President Bashar al-Assad of Syria (l) with Vladimir Putin at a meeting in Moscow in October 2015. Photo :DPA
Defence Minister von der Leyen has insisted that Germany's involvement won't help Assad, who has indiscriminately bombed large swathes of his country's cities with so-called "barrel bombs" as well as using chemical weapons.
"There will be no future with Assad, and there will be no working with troops under his command," she told Deutschlandfunk radio on Tuesday. "We won't work together with leaders with blood clinging to their hands."
But Green Party leader in the Bundestag Katrin Göring-Eckhart has accused von der Leyen of a "zigzag course" over the question of co-operating with Assad – as well as with Qatar and Saudi Arabia, the two countries providing "the ideological material for this [Isis] terrorism."
5. Is it legal for Germany to join the war?
The German Constitution imposes strict limits on when military forces can be used.
The federal government argues that Article 24, Clause 2 of the Constitution, which says that the government can join a "system of mutual collective security for the preservation of peace", is justification enough to join France as its steps up the war against Isis.
That's because in the wake of the Paris attacks, France invoked the never-before-used article 42.7 of the European Union's Treaty of Lisbon, which states that “If a Member State is the victim of armed aggression on its territory, the other Member States shall have towards it an obligation of aid and assistance by all the means in their power.”
President Francois Hollande of France speaking in front of French and EU flags at a memorial ceremony for the victims of the Paris terror attacks. Photo: DPA
Article 51 of the Charter of the United Nations also states that nations have the "inherent right of individual or collective self-defence if an armed attack occurs... until the Security Council has taken measures necessary to maintain international peace and security".
And UN Security Council resolution 2249 calls Isis "a global and unprecedented threat to international peace and security" and "calls upon Member States that have the capacity to do so to take all necessary measures... to redouble and coordinate their efforts to prevent and suppress terrorist acts committed" by Isis, "and to eradicate the safe haven they have established over significant parts of Iraq and Syria".
A meeting of the United Nations Security Council in New York. Photo: DPA
But writing at Verfassungsblog [Constitution Blog], critic Sophia Müller argues that resolution 2249 does not specify the "necessary measures" to satisfy the conditions in Article 51 of the UN Charter.

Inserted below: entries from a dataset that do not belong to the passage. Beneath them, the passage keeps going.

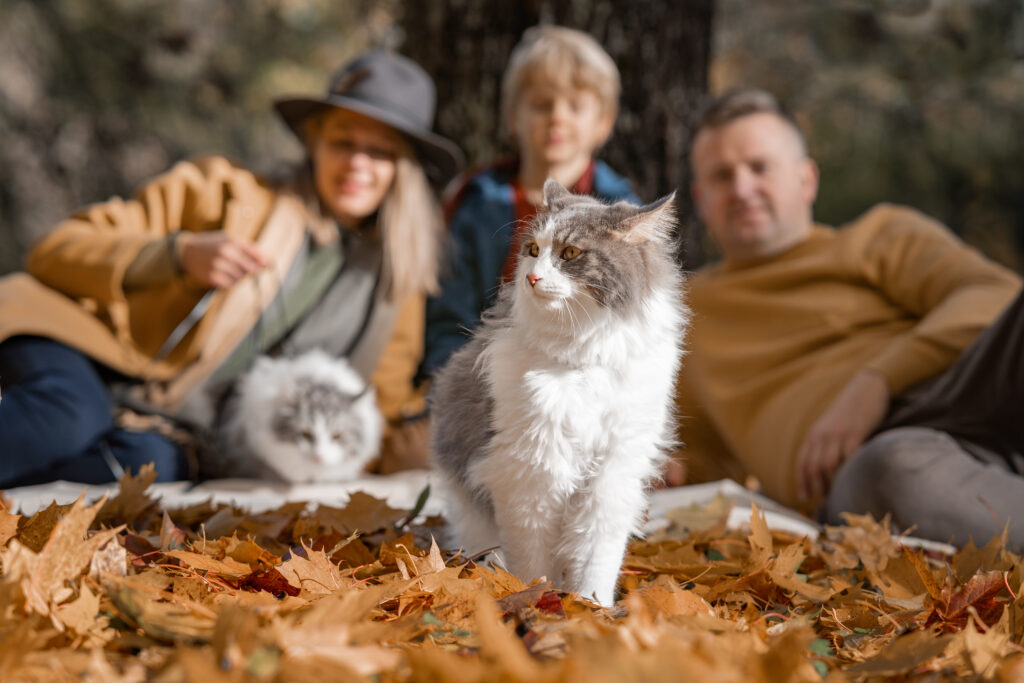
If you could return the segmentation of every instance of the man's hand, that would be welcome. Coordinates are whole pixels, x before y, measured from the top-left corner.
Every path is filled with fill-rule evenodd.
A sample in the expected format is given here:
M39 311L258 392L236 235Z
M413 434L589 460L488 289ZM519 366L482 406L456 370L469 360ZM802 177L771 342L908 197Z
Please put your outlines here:
M256 247L223 230L182 232L176 247L182 270L207 288L230 287L268 262Z
M889 385L882 375L860 371L811 425L797 454L797 485L803 501L820 500L843 461L882 424L889 409Z

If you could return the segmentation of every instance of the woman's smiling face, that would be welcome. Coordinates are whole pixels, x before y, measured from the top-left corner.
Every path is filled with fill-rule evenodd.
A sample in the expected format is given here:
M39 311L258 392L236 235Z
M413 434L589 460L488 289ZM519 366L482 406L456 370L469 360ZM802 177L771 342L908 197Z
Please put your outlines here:
M369 117L335 109L312 129L310 156L316 194L342 225L373 215L394 181L400 134Z

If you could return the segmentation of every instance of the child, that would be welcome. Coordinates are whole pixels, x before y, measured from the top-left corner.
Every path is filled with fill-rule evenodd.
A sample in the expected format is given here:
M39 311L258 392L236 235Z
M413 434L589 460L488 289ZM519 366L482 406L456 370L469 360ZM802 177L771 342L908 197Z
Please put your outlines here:
M501 114L519 154L463 176L445 206L453 263L441 293L427 301L425 375L466 342L512 276L547 178L577 194L637 202L630 183L593 157L611 133L618 91L611 57L580 31L535 27L512 51Z

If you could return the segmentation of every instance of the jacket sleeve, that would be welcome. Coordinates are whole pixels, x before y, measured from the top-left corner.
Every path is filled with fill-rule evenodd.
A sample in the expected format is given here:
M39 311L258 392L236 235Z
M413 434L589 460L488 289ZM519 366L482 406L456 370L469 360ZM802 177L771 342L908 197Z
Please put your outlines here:
M441 282L441 291L426 304L426 347L423 371L429 377L468 339L480 323L487 289L498 283L484 282L481 264L485 245L479 244L490 225L486 220L486 200L472 188L455 209L449 224L449 274Z
M147 245L177 230L220 229L229 200L257 184L225 159L181 162L133 199L111 199L57 224L29 254L27 269L74 298L123 301L125 272Z
M866 278L920 318L867 364L897 394L948 368L1017 296L1021 282L911 209L883 206L862 220L877 221L862 247Z
M420 294L401 302L391 338L381 352L371 383L377 390L377 405L388 422L424 410L423 397L413 384L423 357L423 306Z

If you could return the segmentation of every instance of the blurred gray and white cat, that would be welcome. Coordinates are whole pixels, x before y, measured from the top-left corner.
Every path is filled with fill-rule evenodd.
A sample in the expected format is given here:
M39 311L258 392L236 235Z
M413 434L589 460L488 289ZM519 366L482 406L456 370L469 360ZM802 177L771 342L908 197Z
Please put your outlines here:
M291 483L354 479L377 456L382 427L373 387L344 359L261 356L221 422L218 469Z
M544 185L513 282L438 373L433 444L456 542L604 605L673 440L688 310L674 197Z

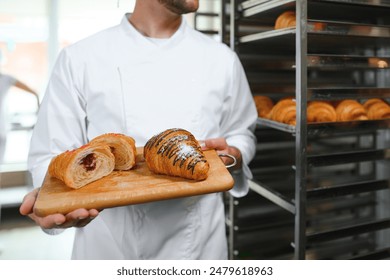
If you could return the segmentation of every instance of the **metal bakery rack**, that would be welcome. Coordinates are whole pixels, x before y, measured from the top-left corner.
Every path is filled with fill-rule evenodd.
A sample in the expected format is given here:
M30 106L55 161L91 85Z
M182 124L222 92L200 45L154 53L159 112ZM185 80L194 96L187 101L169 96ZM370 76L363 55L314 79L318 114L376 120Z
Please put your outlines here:
M390 258L390 119L306 121L311 100L389 100L390 1L223 3L253 94L297 103L296 126L258 119L250 193L229 197L230 258ZM287 10L296 27L275 30Z

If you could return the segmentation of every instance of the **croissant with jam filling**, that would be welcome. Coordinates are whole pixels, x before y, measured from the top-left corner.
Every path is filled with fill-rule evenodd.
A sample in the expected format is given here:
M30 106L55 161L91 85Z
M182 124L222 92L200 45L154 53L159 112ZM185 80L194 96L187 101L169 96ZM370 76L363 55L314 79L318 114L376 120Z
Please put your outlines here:
M48 172L70 188L78 189L110 174L115 157L105 144L84 145L54 157Z
M210 168L195 137L178 128L149 139L144 147L144 158L154 173L193 180L206 179Z
M371 98L363 103L370 120L390 118L390 105L380 98Z
M135 165L135 140L120 133L106 133L95 137L90 144L102 143L110 146L115 157L115 170L129 170Z

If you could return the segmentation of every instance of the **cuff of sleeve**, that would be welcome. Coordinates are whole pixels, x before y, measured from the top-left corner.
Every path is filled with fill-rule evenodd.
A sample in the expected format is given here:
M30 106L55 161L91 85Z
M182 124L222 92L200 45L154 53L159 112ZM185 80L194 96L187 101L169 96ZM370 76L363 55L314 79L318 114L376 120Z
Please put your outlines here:
M42 230L44 233L49 234L49 235L58 235L58 234L63 233L65 231L64 228L50 228L50 229L42 228Z

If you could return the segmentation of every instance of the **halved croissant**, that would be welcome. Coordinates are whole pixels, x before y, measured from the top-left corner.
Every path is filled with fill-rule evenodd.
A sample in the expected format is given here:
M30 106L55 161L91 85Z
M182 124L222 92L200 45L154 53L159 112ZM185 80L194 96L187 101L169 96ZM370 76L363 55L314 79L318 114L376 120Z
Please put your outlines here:
M380 98L371 98L363 103L370 120L390 118L390 106Z
M144 157L157 174L204 180L210 168L198 141L184 129L168 129L153 136L144 147Z
M253 96L253 100L256 104L258 116L260 118L268 118L272 107L274 107L272 99L265 95L255 95Z
M293 27L296 25L296 14L294 11L286 11L282 13L275 21L275 29Z
M120 133L106 133L95 137L90 144L103 143L111 148L115 157L115 170L129 170L135 165L135 140Z
M114 166L115 158L108 145L87 144L54 157L48 171L68 187L78 189L107 176Z
M336 107L337 121L368 120L366 109L356 100L346 99Z
M307 105L307 122L335 122L337 119L336 110L326 101L311 101Z
M296 124L296 117L296 102L290 98L278 101L269 114L271 120L289 125Z

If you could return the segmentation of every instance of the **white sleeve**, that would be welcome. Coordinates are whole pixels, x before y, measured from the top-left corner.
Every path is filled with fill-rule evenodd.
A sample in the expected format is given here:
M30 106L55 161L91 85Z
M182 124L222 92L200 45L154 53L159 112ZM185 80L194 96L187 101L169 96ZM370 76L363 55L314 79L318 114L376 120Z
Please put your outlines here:
M248 193L248 179L252 173L249 162L256 153L257 111L244 69L237 55L233 53L233 69L228 97L224 102L222 131L229 146L238 148L242 154L242 170L232 173L235 185L230 193L242 197Z
M53 156L86 143L85 102L77 90L79 67L60 53L48 83L28 156L34 187L40 187Z

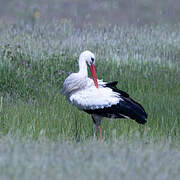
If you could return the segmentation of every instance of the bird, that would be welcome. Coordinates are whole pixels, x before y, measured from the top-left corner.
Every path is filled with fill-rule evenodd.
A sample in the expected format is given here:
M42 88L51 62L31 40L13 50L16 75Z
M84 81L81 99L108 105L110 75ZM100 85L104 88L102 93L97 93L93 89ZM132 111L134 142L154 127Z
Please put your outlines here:
M92 79L88 77L88 67ZM117 88L118 81L98 80L95 70L95 55L83 51L79 56L79 71L70 74L64 81L62 94L67 101L91 115L94 123L94 137L99 132L102 141L101 121L103 118L126 118L139 124L147 122L143 106L128 93Z

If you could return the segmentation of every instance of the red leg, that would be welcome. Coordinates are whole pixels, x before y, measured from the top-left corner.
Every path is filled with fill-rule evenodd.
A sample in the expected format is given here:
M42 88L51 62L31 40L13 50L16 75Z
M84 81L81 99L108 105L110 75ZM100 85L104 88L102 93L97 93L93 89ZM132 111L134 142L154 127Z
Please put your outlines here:
M99 139L100 139L100 142L102 142L102 135L101 135L101 127L100 127L100 125L98 125L97 128L99 130Z

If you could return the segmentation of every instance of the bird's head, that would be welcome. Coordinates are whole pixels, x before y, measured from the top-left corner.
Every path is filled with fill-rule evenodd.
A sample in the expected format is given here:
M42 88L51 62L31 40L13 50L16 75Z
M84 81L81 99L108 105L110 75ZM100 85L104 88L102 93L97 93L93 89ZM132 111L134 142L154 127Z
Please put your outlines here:
M84 51L79 56L80 61L85 61L88 65L91 75L94 81L95 86L98 88L98 82L97 82L97 76L96 76L96 70L95 70L95 55L91 51Z

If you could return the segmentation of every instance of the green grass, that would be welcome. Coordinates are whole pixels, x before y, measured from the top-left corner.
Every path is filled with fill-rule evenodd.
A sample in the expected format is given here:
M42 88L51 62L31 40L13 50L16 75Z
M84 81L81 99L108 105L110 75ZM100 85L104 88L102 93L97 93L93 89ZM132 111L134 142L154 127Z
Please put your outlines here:
M178 179L179 29L1 26L0 178ZM99 79L119 81L144 106L144 126L104 119L103 142L93 140L91 117L61 95L85 49Z
M72 57L57 57L42 64L32 63L31 71L21 63L13 64L11 70L3 67L0 71L4 94L1 97L1 133L18 131L21 136L35 138L41 133L53 139L90 138L91 117L69 105L60 93L68 72L77 69L75 64ZM145 126L130 120L109 122L105 119L102 123L105 139L111 138L112 132L117 138L122 134L129 137L136 132L149 138L179 137L180 73L177 67L153 62L140 65L133 61L120 65L113 61L104 64L100 59L96 67L100 79L118 80L118 87L141 102L149 115ZM58 74L59 69L63 69L62 75ZM3 76L4 71L6 75ZM14 101L9 102L8 97Z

Müller also questions whether the Paris attacks were serious enough to fit the definition of an "armed attack" on the level a state might carry out.
In the past, only the September 11, 2001 attacks on the USA, which claimed many more lives and caused vast amounts of damage, have been seen as serious enough to meet that standard.
Müller also argues that France should have invoked article 222 of the Treaty of Rome – which deals specifically with terrorist attacks and does not justify military interventions abroad – rather than article 42.7 of the Treaty of Lisbon.
"The legal foundation of the decision for a military deployment does not hold up in any aspect," Müller concludes. "It would be an illegal mandate" which the opposition could readily challenge in the Constitutional Court.
Even one MP from Chancellor Angela Merkel's party called the legal basis for a Syria intervention "thin ice" in comments to Spiegel Online last week – but added that "it should hold".